Dito isso, a comida não chegava a ser revoltante. Já comi coisas muito piores, mas a experiência trazida pelo local foi tão opressora que me senti puxada para dentro de uma Revista Caras, só que sem as celebridades sorrindo ao meu redor.

Sim, não avistei nenhum famoso em carne e osso espontaneamente jantando naquela noite, exceto Isaac Azar, o dono do Paris 6, que cozinha ao vivo para os clientes toda quarta-feira.

Será que está tudo perdido?

Ao longo de uma semana, as experiências que me foram prometidas por vídeos de influenciadores sorridentes não foram tão traumáticas quanto temia. Na verdade, me lembraram de algo muito simples: elas não foram feitas para mim.

As resenhas dos locais no Tripadvisor e no Google onde fui buscar experiências fortaleceram minha conclusão. Ninguém parece insatisfeito com uma lasanha desconstruída, um restaurante prometendo celebridades e doces perfeitos, exceto eu. 

O que não me torna melhor ou mais especial do que quem gosta disso, apenas mais uma pessoa tentando se diferenciar – pelo consumo, claro.

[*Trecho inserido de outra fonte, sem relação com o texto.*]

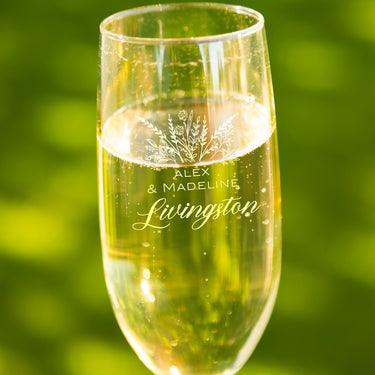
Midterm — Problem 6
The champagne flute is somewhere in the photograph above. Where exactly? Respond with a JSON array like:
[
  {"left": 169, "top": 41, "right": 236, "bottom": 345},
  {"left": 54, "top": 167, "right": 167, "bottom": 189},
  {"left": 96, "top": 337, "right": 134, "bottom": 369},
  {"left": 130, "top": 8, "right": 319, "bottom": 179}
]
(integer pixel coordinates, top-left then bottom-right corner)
[{"left": 98, "top": 3, "right": 281, "bottom": 375}]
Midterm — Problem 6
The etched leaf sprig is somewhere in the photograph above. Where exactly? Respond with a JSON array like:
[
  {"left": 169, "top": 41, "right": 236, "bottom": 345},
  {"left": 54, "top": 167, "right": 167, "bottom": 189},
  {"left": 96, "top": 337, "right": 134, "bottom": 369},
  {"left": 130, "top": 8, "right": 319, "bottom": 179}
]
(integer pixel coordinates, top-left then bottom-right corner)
[{"left": 138, "top": 109, "right": 237, "bottom": 163}]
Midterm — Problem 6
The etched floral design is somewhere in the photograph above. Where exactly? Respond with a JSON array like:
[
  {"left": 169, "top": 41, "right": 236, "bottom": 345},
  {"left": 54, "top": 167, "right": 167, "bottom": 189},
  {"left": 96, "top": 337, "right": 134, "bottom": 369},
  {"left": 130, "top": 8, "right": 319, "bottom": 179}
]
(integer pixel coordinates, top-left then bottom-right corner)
[{"left": 138, "top": 109, "right": 237, "bottom": 163}]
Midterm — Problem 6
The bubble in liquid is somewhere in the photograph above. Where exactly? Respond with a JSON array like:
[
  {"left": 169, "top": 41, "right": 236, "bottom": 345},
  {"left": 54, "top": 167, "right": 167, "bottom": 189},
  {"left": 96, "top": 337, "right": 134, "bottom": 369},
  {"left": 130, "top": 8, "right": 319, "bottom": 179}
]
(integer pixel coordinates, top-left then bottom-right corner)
[{"left": 143, "top": 268, "right": 151, "bottom": 280}]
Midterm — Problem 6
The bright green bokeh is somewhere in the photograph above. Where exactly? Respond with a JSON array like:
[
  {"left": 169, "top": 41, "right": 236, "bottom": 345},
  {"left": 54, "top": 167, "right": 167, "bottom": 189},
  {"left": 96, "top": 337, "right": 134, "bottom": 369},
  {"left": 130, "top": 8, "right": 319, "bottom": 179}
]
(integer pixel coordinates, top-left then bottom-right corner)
[{"left": 0, "top": 0, "right": 375, "bottom": 375}]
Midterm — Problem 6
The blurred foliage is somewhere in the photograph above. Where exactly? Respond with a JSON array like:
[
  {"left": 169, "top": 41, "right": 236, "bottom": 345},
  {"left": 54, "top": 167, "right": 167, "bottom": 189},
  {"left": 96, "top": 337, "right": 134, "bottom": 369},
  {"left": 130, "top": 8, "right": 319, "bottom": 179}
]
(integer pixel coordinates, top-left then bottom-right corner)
[{"left": 0, "top": 0, "right": 375, "bottom": 375}]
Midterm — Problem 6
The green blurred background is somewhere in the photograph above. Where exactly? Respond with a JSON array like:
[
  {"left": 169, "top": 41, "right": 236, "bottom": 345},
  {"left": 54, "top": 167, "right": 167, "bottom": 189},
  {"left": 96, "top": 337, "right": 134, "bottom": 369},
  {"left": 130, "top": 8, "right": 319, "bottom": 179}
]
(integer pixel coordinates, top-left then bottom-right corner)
[{"left": 0, "top": 0, "right": 375, "bottom": 375}]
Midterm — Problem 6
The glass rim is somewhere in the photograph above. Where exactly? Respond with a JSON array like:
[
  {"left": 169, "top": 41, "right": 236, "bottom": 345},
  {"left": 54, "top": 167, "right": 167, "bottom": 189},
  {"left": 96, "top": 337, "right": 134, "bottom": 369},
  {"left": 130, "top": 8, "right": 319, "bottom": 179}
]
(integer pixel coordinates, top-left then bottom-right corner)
[{"left": 100, "top": 2, "right": 264, "bottom": 45}]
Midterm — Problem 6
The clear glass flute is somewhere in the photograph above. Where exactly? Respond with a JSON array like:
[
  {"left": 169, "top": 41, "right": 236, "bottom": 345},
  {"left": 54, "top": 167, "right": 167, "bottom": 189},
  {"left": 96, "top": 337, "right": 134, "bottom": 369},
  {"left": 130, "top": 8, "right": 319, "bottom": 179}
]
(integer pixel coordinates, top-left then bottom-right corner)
[{"left": 97, "top": 3, "right": 281, "bottom": 375}]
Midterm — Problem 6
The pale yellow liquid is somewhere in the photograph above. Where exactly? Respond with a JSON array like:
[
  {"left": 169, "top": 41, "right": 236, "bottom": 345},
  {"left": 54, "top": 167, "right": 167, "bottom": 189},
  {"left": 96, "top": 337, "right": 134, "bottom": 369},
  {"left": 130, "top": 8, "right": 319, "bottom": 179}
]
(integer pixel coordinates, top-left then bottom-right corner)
[{"left": 99, "top": 102, "right": 280, "bottom": 375}]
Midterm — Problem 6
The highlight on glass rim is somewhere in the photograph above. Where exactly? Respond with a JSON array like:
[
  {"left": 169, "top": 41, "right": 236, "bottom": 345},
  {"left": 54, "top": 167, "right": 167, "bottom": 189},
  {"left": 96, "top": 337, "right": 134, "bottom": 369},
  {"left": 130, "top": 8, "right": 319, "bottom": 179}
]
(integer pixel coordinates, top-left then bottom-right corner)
[{"left": 97, "top": 3, "right": 281, "bottom": 375}]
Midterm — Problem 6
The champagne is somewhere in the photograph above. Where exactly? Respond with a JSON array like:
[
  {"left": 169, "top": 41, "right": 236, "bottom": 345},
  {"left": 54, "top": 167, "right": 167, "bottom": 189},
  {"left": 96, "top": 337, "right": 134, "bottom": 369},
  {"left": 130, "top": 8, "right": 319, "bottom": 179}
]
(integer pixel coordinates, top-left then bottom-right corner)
[{"left": 98, "top": 97, "right": 280, "bottom": 375}]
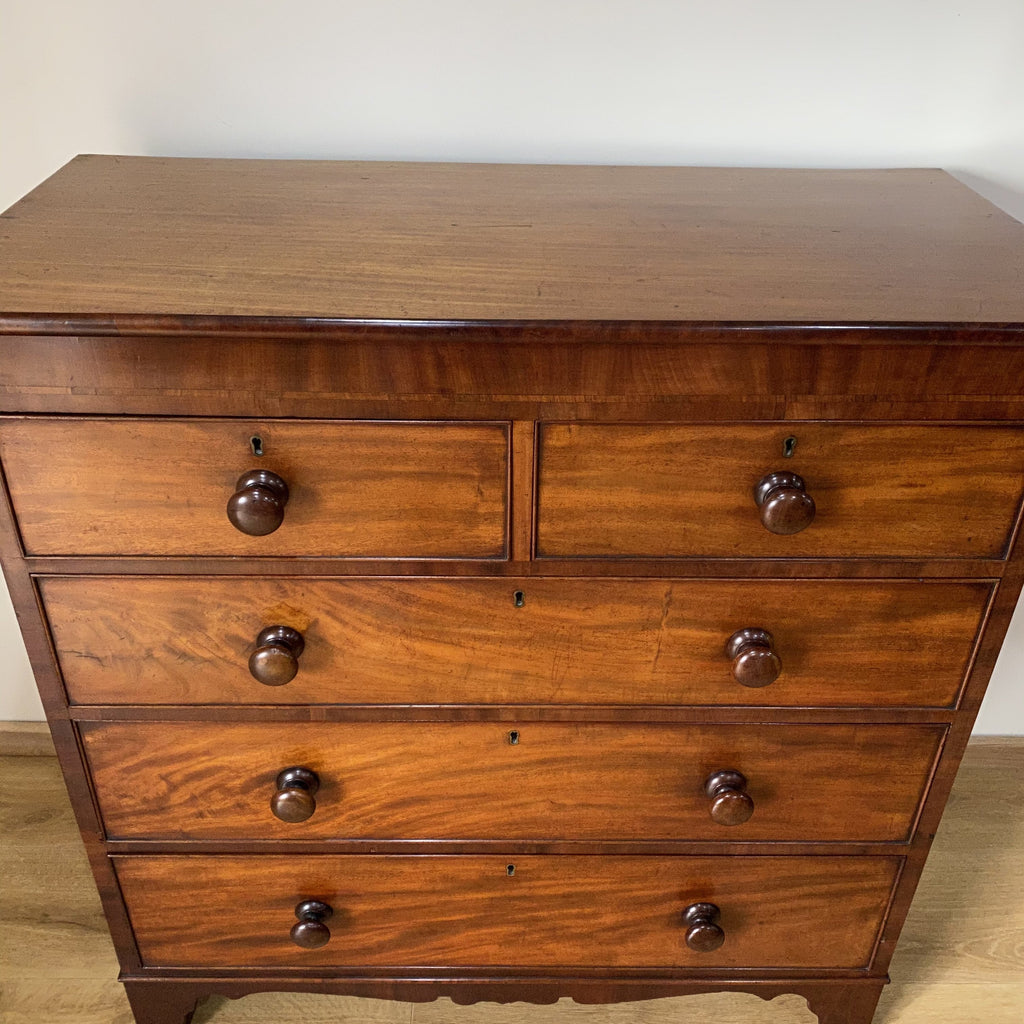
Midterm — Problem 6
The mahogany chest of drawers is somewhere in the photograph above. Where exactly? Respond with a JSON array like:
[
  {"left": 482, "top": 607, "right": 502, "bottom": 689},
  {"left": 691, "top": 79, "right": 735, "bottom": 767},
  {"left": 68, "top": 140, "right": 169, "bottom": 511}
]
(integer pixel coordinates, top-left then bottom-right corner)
[{"left": 0, "top": 157, "right": 1024, "bottom": 1024}]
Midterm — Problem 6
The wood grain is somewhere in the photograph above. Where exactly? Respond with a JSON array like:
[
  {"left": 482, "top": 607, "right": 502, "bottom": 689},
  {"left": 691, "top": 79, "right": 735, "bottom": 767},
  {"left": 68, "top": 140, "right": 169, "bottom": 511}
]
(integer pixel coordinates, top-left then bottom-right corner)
[
  {"left": 0, "top": 157, "right": 1024, "bottom": 323},
  {"left": 115, "top": 856, "right": 899, "bottom": 968},
  {"left": 0, "top": 722, "right": 53, "bottom": 757},
  {"left": 6, "top": 333, "right": 1024, "bottom": 423},
  {"left": 537, "top": 423, "right": 1024, "bottom": 558},
  {"left": 39, "top": 577, "right": 991, "bottom": 707},
  {"left": 0, "top": 418, "right": 508, "bottom": 558},
  {"left": 0, "top": 737, "right": 1024, "bottom": 1024},
  {"left": 80, "top": 722, "right": 944, "bottom": 841}
]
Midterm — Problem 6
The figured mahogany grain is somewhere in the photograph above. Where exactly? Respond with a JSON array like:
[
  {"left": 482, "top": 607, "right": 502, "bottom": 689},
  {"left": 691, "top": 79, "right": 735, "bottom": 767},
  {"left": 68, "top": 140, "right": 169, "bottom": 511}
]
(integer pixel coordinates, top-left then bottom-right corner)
[
  {"left": 114, "top": 856, "right": 900, "bottom": 969},
  {"left": 39, "top": 577, "right": 991, "bottom": 707},
  {"left": 537, "top": 423, "right": 1024, "bottom": 558},
  {"left": 0, "top": 417, "right": 509, "bottom": 558},
  {"left": 79, "top": 722, "right": 945, "bottom": 842},
  {"left": 0, "top": 156, "right": 1024, "bottom": 323}
]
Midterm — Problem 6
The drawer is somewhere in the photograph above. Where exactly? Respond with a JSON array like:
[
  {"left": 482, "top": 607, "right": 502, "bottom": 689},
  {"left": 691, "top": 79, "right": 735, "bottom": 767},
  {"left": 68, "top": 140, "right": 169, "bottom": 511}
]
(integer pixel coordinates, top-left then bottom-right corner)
[
  {"left": 537, "top": 423, "right": 1024, "bottom": 558},
  {"left": 0, "top": 418, "right": 509, "bottom": 558},
  {"left": 46, "top": 577, "right": 991, "bottom": 707},
  {"left": 114, "top": 856, "right": 900, "bottom": 969},
  {"left": 80, "top": 722, "right": 945, "bottom": 842}
]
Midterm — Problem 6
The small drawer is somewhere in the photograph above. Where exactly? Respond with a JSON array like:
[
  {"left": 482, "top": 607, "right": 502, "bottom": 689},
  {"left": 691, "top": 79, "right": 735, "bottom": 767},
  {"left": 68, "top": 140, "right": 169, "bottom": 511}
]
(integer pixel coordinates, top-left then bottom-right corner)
[
  {"left": 537, "top": 423, "right": 1024, "bottom": 558},
  {"left": 48, "top": 577, "right": 992, "bottom": 707},
  {"left": 0, "top": 418, "right": 508, "bottom": 558},
  {"left": 114, "top": 855, "right": 900, "bottom": 969},
  {"left": 80, "top": 721, "right": 945, "bottom": 842}
]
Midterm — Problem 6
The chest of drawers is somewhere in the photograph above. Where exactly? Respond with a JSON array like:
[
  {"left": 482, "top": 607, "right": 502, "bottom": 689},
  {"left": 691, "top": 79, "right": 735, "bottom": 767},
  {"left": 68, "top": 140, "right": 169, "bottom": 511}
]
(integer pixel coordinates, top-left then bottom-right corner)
[{"left": 0, "top": 157, "right": 1024, "bottom": 1024}]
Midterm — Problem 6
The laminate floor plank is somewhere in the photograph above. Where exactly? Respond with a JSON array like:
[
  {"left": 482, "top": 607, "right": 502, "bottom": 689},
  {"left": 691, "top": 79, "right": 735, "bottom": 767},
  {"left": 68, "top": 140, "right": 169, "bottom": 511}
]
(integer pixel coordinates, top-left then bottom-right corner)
[{"left": 0, "top": 738, "right": 1024, "bottom": 1024}]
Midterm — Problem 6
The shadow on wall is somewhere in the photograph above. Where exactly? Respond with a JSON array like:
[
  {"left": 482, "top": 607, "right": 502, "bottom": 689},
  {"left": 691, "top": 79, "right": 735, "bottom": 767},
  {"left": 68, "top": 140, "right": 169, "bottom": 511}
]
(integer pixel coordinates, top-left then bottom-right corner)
[{"left": 947, "top": 167, "right": 1024, "bottom": 221}]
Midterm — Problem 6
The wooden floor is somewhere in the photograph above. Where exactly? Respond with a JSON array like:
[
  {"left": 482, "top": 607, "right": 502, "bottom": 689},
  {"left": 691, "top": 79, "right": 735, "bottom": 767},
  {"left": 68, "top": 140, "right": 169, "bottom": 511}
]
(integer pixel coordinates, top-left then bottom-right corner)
[{"left": 0, "top": 738, "right": 1024, "bottom": 1024}]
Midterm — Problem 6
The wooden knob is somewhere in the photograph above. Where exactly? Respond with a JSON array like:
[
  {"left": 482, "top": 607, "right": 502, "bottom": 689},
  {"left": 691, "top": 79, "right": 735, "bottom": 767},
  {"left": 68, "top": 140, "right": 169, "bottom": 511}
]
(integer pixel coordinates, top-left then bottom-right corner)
[
  {"left": 754, "top": 473, "right": 814, "bottom": 534},
  {"left": 270, "top": 767, "right": 319, "bottom": 824},
  {"left": 227, "top": 469, "right": 288, "bottom": 537},
  {"left": 249, "top": 626, "right": 306, "bottom": 686},
  {"left": 725, "top": 629, "right": 782, "bottom": 689},
  {"left": 705, "top": 768, "right": 754, "bottom": 825},
  {"left": 683, "top": 903, "right": 725, "bottom": 953},
  {"left": 291, "top": 899, "right": 334, "bottom": 949}
]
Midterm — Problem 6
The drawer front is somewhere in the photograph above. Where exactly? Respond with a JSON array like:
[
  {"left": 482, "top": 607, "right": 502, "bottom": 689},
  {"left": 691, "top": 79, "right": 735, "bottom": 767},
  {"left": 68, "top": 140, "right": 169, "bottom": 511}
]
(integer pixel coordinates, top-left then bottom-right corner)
[
  {"left": 80, "top": 722, "right": 945, "bottom": 842},
  {"left": 114, "top": 856, "right": 900, "bottom": 969},
  {"left": 537, "top": 423, "right": 1024, "bottom": 558},
  {"left": 40, "top": 577, "right": 991, "bottom": 707},
  {"left": 0, "top": 418, "right": 508, "bottom": 558}
]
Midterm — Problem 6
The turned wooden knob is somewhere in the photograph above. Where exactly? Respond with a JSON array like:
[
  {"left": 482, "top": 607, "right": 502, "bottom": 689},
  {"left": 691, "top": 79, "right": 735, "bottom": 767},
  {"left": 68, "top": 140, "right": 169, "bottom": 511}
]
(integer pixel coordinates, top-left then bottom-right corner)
[
  {"left": 683, "top": 903, "right": 725, "bottom": 953},
  {"left": 290, "top": 899, "right": 334, "bottom": 949},
  {"left": 705, "top": 768, "right": 754, "bottom": 825},
  {"left": 249, "top": 626, "right": 306, "bottom": 686},
  {"left": 725, "top": 629, "right": 782, "bottom": 689},
  {"left": 754, "top": 473, "right": 814, "bottom": 534},
  {"left": 270, "top": 767, "right": 319, "bottom": 823},
  {"left": 227, "top": 469, "right": 288, "bottom": 537}
]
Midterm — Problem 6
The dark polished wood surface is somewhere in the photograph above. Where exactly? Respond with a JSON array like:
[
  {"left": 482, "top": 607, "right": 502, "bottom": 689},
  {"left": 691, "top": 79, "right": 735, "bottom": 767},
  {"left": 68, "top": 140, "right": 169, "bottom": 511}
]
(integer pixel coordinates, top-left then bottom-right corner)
[
  {"left": 0, "top": 158, "right": 1024, "bottom": 1024},
  {"left": 39, "top": 577, "right": 991, "bottom": 707},
  {"left": 110, "top": 856, "right": 900, "bottom": 969},
  {"left": 80, "top": 722, "right": 945, "bottom": 842},
  {"left": 0, "top": 418, "right": 509, "bottom": 558},
  {"left": 0, "top": 157, "right": 1024, "bottom": 323},
  {"left": 537, "top": 424, "right": 1024, "bottom": 558}
]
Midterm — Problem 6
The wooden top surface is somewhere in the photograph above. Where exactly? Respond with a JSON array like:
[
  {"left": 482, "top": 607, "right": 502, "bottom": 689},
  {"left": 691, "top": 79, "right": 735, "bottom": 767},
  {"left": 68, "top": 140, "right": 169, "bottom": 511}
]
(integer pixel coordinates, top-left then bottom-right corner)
[{"left": 0, "top": 151, "right": 1024, "bottom": 330}]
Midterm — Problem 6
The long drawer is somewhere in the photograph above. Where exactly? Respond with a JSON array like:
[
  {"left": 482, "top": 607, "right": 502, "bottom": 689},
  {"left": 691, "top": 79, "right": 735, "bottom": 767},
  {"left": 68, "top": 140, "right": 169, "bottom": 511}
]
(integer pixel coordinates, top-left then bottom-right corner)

Mesmo que os vídeos de influenciadores de dentes brancos não me passem muita credibilidade na escolha de restaurantes, eles são lembretes que o sucesso de uma experiência depende do público que você quer alcançar.

De acordo com Danilo Nakamura, muito provavelmente um restaurante que pensa no que agradaria um influenciador vai sempre depender deles para conquistar um público-alvo que se importa com isso. Mas isso está longe de piorar a cena gastronômica. Pelo contrário.

“A cena de São Paulo evoluiu muito. Sempre existiu espaço para todo mundo comer. Quem quer comer sushi do mais alto nível técnico, tem. Quem quiser comer macarrão com a cara do Harry Potter, também tem. E eu acho isso positivo”, afirma.

Apesar do ruído incessante das redes sociais, há quem enxergue esse interesse em viver experiências instagramáveis como um trampolim para outras possibilidades ainda mais interessantes.

“Eu não acho que essa febre de dicas no Tiktok está afetando a qualidade”, analisa Raphael Despirite. “Até porque, os influenciadores que vão jantar nesses lugares mostram quanto custa um prato, como é que funciona e geram uma vontade de ir num restaurante. Esses mesmos caras que estão se filmando comendo um hambúrguer molhado com cheddar, também estão desmistificando a ideia de sair para jantar. Por mais que a porta de entrada não seja a mais bonita, talvez seja o que tem pra hoje.”

* O texto dessa reportagem foi alterado às 11h04 de 24 de junho para corrigir o sobrenome da entrevistada Lidia Santos (ao invés de Lidia Nunes).